Clinical-stage pharmaceutical company focused on the discovery, development, and commercialization of first-in-class therapies for the treatment of patients with glaucoma and other diseases of the eye, Aerie Pharmaceuticals, Inc. (NASDAQ: AERI), reported financial results for the fourth quarter and full year ended December 31, 2016, along with a general business update.
According to the statement, the company had cash, cash equivalents, and investments of $233.7 million. For the fourth quarter ended December 31, 2016, Aerie reported a net loss attributable to common stockholders, as measured in accordance with U.S. generally accepted accounting principles, of $29.3 million, or $0.87 per share, compared to $20.4 million and $0.76 per share for the fourth quarter of 2015. The weighted average number of shares of common stock outstanding utilized in the calculation of net loss per common share was 33,613,375 and 26,593,158 for the fourth quarters of 2016 and 2015, respectively. Total shares outstanding as of December 31, 2016 were 33,458,607.

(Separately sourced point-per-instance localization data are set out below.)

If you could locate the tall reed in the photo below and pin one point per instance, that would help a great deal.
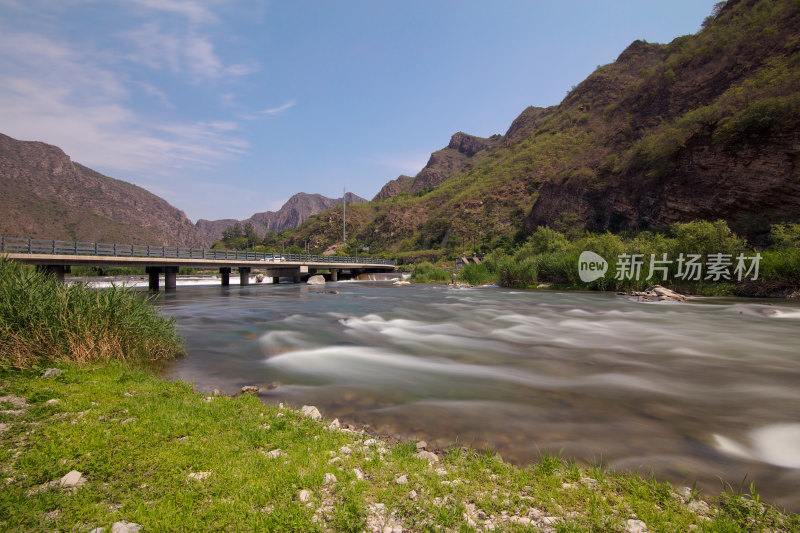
(43, 320)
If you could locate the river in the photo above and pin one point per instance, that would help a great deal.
(706, 391)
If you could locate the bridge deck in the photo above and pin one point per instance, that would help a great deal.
(58, 256)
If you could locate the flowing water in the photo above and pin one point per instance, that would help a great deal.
(707, 391)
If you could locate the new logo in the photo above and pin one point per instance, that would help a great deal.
(591, 266)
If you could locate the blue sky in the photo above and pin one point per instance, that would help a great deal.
(227, 108)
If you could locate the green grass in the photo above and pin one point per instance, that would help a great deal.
(42, 320)
(136, 439)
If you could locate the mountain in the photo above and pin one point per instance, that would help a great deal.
(47, 195)
(297, 209)
(705, 127)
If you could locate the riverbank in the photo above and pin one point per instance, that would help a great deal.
(153, 453)
(699, 258)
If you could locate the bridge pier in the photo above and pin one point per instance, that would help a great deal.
(55, 270)
(153, 274)
(170, 278)
(244, 276)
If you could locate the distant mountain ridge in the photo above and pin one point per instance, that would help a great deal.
(47, 195)
(705, 127)
(296, 210)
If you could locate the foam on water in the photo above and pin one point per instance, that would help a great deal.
(778, 444)
(595, 374)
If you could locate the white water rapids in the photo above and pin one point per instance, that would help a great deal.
(705, 391)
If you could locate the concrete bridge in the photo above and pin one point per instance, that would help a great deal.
(57, 257)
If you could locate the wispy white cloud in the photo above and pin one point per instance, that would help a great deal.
(181, 52)
(53, 94)
(279, 109)
(159, 95)
(194, 11)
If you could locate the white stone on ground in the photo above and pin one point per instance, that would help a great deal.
(430, 456)
(635, 526)
(125, 527)
(311, 411)
(72, 479)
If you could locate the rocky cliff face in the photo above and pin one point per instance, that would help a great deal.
(460, 155)
(397, 186)
(47, 195)
(705, 127)
(699, 130)
(297, 209)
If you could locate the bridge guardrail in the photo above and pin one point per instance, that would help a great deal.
(53, 247)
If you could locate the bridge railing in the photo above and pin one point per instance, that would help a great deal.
(12, 245)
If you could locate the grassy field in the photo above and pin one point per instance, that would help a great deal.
(105, 441)
(42, 320)
(159, 455)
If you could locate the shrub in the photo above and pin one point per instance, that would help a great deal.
(477, 275)
(785, 236)
(518, 274)
(703, 237)
(43, 320)
(542, 241)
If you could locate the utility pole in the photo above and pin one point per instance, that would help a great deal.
(344, 215)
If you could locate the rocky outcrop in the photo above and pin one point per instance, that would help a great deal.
(297, 209)
(470, 145)
(397, 186)
(47, 195)
(460, 155)
(657, 293)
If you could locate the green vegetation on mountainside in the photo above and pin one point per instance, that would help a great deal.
(699, 128)
(551, 257)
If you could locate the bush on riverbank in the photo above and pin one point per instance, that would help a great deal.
(42, 320)
(548, 256)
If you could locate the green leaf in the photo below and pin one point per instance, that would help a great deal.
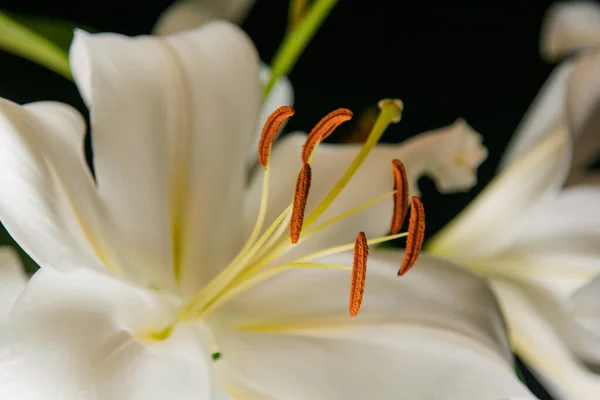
(34, 45)
(296, 41)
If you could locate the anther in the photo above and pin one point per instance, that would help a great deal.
(325, 127)
(270, 130)
(359, 274)
(416, 234)
(400, 196)
(299, 205)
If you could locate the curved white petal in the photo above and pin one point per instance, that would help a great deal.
(171, 117)
(536, 341)
(450, 155)
(184, 15)
(573, 214)
(12, 281)
(78, 336)
(586, 301)
(435, 333)
(282, 94)
(583, 108)
(49, 203)
(547, 111)
(568, 27)
(491, 219)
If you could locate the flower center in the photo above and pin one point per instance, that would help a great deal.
(256, 261)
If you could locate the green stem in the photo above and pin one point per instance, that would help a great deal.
(24, 42)
(296, 41)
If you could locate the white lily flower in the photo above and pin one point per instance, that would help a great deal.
(146, 289)
(12, 281)
(535, 230)
(184, 15)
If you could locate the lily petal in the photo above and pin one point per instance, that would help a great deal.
(547, 112)
(281, 95)
(573, 213)
(537, 342)
(184, 15)
(170, 117)
(492, 217)
(12, 281)
(449, 155)
(583, 108)
(83, 334)
(436, 333)
(49, 203)
(568, 27)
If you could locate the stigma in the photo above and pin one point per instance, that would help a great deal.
(257, 260)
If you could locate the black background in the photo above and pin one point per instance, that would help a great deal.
(445, 59)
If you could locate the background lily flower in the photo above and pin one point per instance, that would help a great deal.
(188, 14)
(121, 309)
(534, 231)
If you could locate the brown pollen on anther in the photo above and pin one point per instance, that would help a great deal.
(299, 205)
(400, 196)
(359, 274)
(270, 130)
(416, 234)
(325, 127)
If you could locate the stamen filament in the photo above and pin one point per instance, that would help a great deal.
(234, 268)
(416, 235)
(253, 280)
(347, 214)
(305, 236)
(346, 247)
(390, 112)
(270, 130)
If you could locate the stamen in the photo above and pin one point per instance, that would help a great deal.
(270, 130)
(416, 234)
(325, 127)
(359, 274)
(300, 197)
(400, 196)
(391, 111)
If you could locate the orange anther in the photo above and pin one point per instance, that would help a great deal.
(400, 196)
(359, 274)
(325, 127)
(416, 234)
(270, 130)
(300, 197)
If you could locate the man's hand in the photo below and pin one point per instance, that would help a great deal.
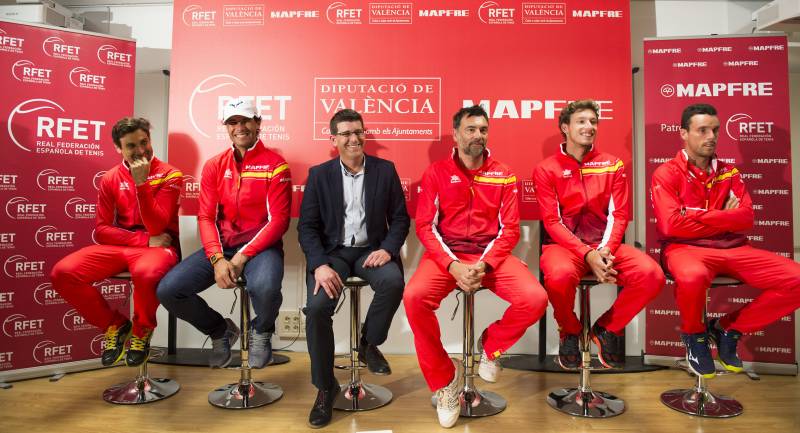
(603, 270)
(468, 277)
(328, 279)
(162, 240)
(377, 259)
(225, 274)
(731, 203)
(140, 169)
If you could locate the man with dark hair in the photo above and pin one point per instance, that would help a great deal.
(353, 221)
(137, 231)
(702, 208)
(245, 199)
(583, 202)
(468, 222)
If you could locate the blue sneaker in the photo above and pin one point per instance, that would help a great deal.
(698, 355)
(726, 342)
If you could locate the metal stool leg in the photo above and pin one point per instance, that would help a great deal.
(141, 390)
(583, 401)
(357, 395)
(245, 394)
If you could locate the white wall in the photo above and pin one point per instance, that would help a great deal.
(150, 23)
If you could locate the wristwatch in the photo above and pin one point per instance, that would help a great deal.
(215, 258)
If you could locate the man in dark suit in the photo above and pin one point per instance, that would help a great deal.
(353, 221)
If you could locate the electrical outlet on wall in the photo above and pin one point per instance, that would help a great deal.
(290, 324)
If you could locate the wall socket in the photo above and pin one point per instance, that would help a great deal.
(290, 324)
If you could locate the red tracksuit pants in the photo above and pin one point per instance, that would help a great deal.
(511, 281)
(73, 276)
(694, 267)
(639, 276)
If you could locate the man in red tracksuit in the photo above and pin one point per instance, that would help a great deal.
(701, 207)
(583, 201)
(137, 231)
(468, 221)
(245, 199)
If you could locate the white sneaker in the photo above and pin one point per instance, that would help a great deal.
(448, 406)
(488, 370)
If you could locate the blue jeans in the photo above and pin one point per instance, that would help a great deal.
(178, 290)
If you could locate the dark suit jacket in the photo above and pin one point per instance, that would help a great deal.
(322, 210)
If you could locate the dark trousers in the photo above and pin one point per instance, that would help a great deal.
(387, 282)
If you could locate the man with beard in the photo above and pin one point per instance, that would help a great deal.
(137, 231)
(245, 198)
(702, 208)
(468, 222)
(583, 202)
(353, 221)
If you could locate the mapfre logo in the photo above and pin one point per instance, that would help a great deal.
(48, 352)
(18, 266)
(191, 187)
(51, 237)
(18, 325)
(72, 321)
(45, 294)
(83, 78)
(20, 208)
(339, 13)
(26, 71)
(10, 44)
(741, 127)
(490, 12)
(57, 48)
(78, 209)
(110, 55)
(196, 16)
(51, 180)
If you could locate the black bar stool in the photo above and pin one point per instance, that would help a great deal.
(246, 393)
(356, 395)
(143, 389)
(699, 401)
(583, 401)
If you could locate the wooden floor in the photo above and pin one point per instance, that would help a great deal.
(74, 404)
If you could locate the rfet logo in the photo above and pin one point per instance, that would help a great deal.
(490, 12)
(57, 48)
(18, 266)
(196, 16)
(45, 294)
(55, 135)
(111, 55)
(10, 44)
(27, 72)
(51, 237)
(742, 127)
(77, 208)
(191, 187)
(50, 179)
(20, 208)
(48, 352)
(339, 13)
(72, 321)
(83, 78)
(19, 325)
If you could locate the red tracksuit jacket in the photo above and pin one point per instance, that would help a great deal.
(244, 202)
(583, 205)
(469, 212)
(128, 214)
(688, 204)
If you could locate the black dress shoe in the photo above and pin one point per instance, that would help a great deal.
(322, 411)
(376, 363)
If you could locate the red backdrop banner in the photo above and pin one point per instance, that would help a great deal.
(407, 67)
(746, 79)
(62, 93)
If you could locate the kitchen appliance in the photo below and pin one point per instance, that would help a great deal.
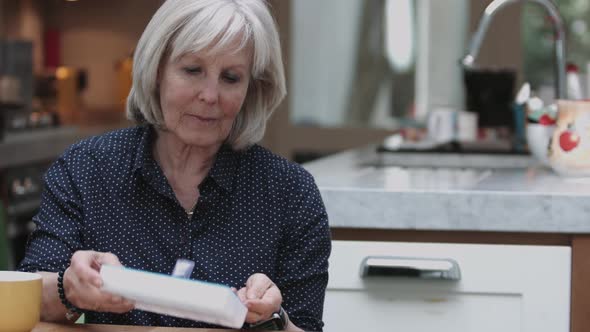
(16, 83)
(59, 92)
(21, 188)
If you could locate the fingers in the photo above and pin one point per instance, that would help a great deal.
(257, 285)
(108, 258)
(82, 283)
(261, 296)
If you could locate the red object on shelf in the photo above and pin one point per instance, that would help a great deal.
(52, 46)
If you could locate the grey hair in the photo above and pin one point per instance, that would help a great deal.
(180, 27)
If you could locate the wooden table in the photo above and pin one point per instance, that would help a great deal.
(50, 327)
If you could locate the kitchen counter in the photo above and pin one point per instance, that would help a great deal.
(451, 198)
(513, 193)
(43, 145)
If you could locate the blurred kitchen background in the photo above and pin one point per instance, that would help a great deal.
(358, 71)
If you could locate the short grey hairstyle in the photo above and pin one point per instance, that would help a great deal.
(181, 27)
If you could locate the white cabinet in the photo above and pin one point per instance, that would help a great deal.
(501, 288)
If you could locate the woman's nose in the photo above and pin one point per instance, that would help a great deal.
(209, 93)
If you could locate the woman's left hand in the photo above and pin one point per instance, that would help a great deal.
(261, 296)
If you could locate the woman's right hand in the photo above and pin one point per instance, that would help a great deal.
(82, 283)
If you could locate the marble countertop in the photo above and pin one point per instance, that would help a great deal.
(42, 145)
(511, 193)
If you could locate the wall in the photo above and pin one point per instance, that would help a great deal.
(97, 34)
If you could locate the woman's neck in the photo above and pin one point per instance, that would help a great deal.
(180, 160)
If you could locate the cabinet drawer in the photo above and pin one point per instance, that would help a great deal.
(499, 287)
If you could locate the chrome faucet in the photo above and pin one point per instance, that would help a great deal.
(469, 60)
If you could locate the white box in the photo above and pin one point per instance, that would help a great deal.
(184, 298)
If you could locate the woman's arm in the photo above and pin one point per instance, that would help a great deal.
(81, 284)
(52, 310)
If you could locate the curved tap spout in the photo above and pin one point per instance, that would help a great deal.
(492, 9)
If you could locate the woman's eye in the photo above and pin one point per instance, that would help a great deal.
(192, 70)
(231, 78)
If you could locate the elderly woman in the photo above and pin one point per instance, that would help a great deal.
(188, 181)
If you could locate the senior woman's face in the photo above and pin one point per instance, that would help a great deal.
(202, 93)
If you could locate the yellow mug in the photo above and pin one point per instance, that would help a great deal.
(20, 301)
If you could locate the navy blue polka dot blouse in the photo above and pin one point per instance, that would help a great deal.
(256, 213)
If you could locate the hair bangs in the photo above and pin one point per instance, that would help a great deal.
(215, 30)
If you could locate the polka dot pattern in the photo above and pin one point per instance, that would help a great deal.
(257, 213)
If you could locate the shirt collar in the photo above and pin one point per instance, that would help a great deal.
(223, 171)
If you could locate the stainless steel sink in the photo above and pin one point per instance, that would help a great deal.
(452, 160)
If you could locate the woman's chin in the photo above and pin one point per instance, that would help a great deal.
(200, 140)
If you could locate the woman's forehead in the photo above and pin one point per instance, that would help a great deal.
(237, 56)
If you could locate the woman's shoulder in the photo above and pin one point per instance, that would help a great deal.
(111, 144)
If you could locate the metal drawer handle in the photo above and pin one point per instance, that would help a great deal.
(421, 268)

“We are off to a great start in 2017, with over $230 million in cash and investments, our Rhopressa™ NDA resubmitted, and our readouts from Rocket 4 and Mercury 2 on track for the second quarter of this year. We also look forward to commencing our first European clinical trial for Roclatan™, known as Mercury 3, in mid-2017,” said Vicente Anido, Jr., Ph.D., Chairman and Chief Executive Officer.
Dr. Anido continued, “Our strategic initiatives, including our ongoing review of drug delivery technologies, our progress in defining our clinical trial path forward in Japan, and the commencement of build-out of our Ireland manufacturing plant, are also all proceeding on plan.”